The latter included the world famous film director, Peter Weir, Justice Stephen Rothman of the Supreme Court, politicians, businesspeople, sports champions and comedians.
However, the laughing stopped in 2006 when the school was closed at short notice. The land was sold for private development.
It is now clear that the only public high school on the peninsula cannot cope with the students or the parents who opt for public education.
How did this happen? Why was this excellent public high school closed down? Why was such an investment in our future exchanged for a one-off payment to the general revenue? What about the unvalued dividend on an excellent and available public high school?
I do not know which politicians and officials made this shortsighted decision, so quickly revealed as flawed. Or how long it will take to rebuild such a facility in an area with notoriously prohibitive land costs.
The biggest loss is not just that of an accessible school. It is the pressure that is exerted on parents to abandon public education and pay the costs of private and religious colleges.
As someone whose entire education was in public schools, I know how precious are the values that are taught in such schools — free, compulsory and secular. Attending Strathfield North Public School, Summer Hill OC class and Fort Street High in the 1940s and 50s, I had wonderful and dedicated teachers.
No discrimination against individuals or groups. Children of rich and poor parents mixing together and learning to respect each other.
No bullying of children because they are gay or have a different (or no) religion. This is an intangible price that has to be paid for the ill-considered decision to sell off VHS.
The sooner a new public high school is created on the peninsula, the better.
If I were a parent with school age children I would be as mad as hell about the situation we now find ourselves in. There should be accountability for this wrong.
Glancing through the latest issue of the newsletter of the barristers in Sydney, recording recent judicial appointments, I noted that three of the four most recent judges of our State attended public high schools: Turramurra High, Sir Joseph Banks High, Hurlstone Agricultural High School and Epping Boys’ High School.

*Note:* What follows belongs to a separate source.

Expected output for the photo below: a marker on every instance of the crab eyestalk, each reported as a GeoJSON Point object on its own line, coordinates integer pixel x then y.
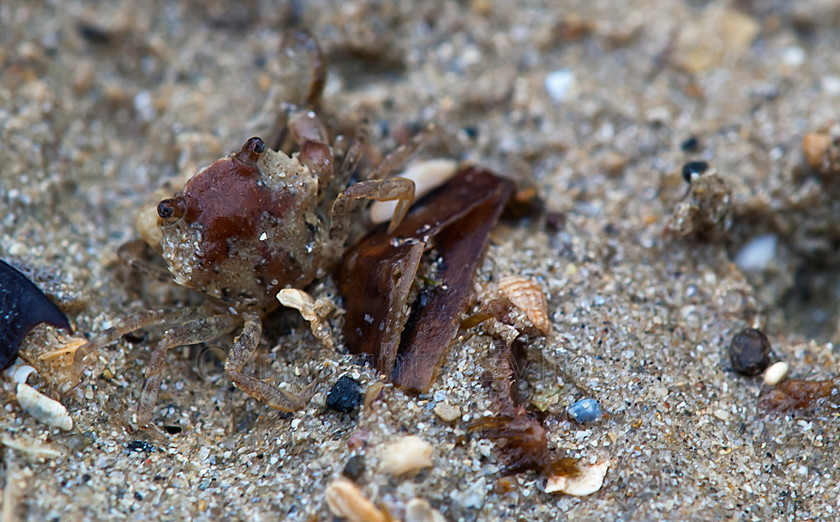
{"type": "Point", "coordinates": [172, 209]}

Especially in an age of religious intolerance, the secular feature of public education is particularly precious. It protects diversity.
We should be strengthening this and not selling it off for momentary gain.

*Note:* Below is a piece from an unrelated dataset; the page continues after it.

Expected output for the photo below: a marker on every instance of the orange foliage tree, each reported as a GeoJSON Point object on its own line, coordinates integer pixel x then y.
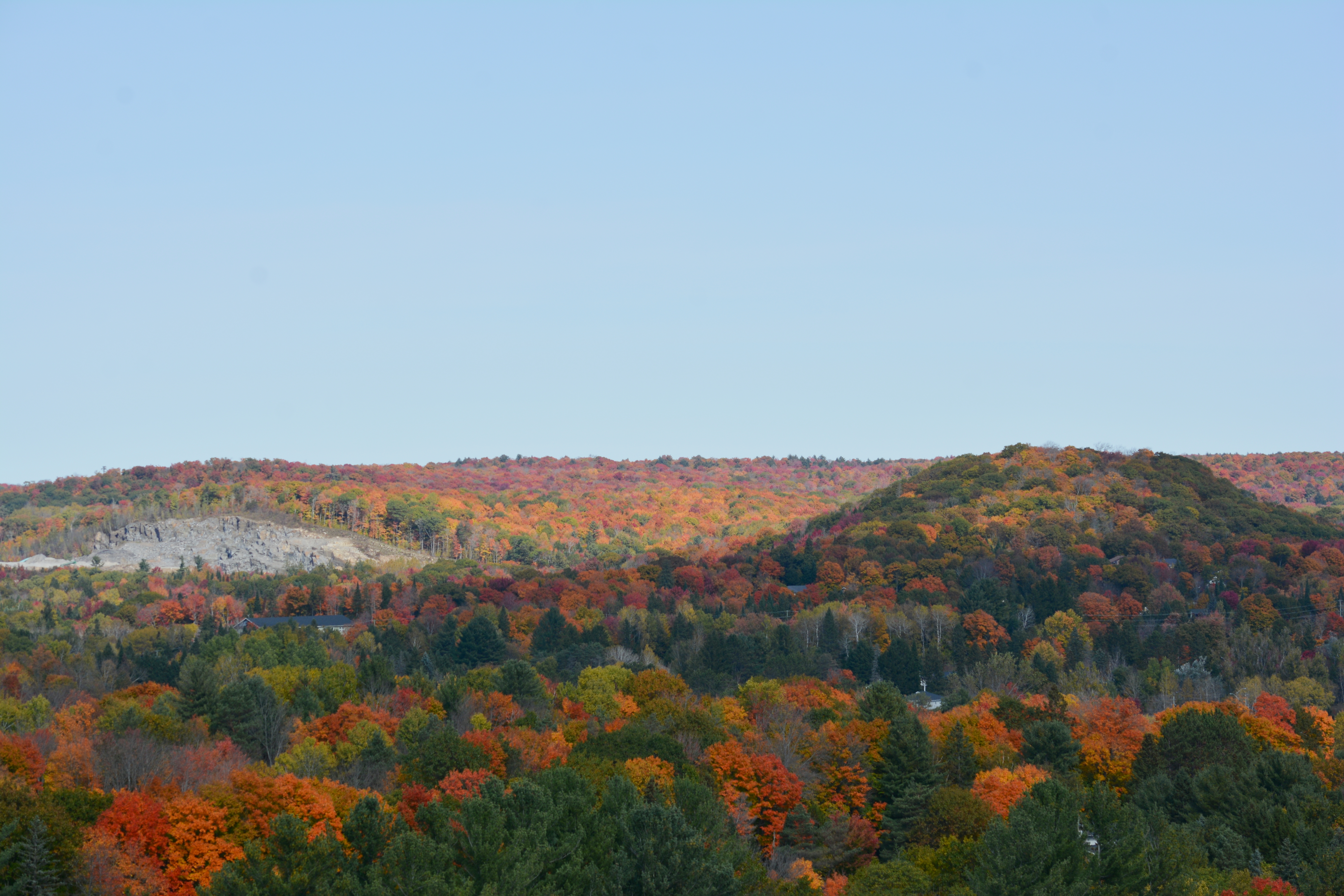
{"type": "Point", "coordinates": [1111, 731]}
{"type": "Point", "coordinates": [757, 788]}
{"type": "Point", "coordinates": [1001, 789]}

When I saw a promotional brochure for private and religious schools distributed with the Wentworth Courier, I wrote to the editor and urged inclusion in all such pamphlets of an information page containing contacts for all the public schools in the district. I still think this wold be a good idea.
Former judge Michael Kirby and his brother David Kirby QC, retired judge of the Supreme Court of NSW visit their old school.
However, there is now a big hole where previously Vaucluse High stood proudly. We need more people on all sides of politics who enjoyed the advantages of public education to speak up for the system that still educates two thirds of Australia’s citizens, increasing recently in primary schools.
The failure to implement David Gonski’s report on education funding, the recently admitted overfunding of many private and religious colleges and the underfunding of public schools calls out for change.
When 15 of the 20 members of the present Federal Cabinet were educated outside public schools, the likelihood of speedy change appears remote. The proportion on the other side of politics is only marginally better.
The Australian dreams of aspirational egalitarianism and advancement on merit are at stake here. When public education is underfunded and its schools closed or effectively made unavailable, the losses are ultimately borne by all citizens. That is why we must demand action. The right to universal public education is the precious right of every Australian citizen.
It needs to be quickly restored in the eastern suburbs where many of our country’s future leaders go to school.
*Michael Kirby was a Justice of the High Court 1996-2009.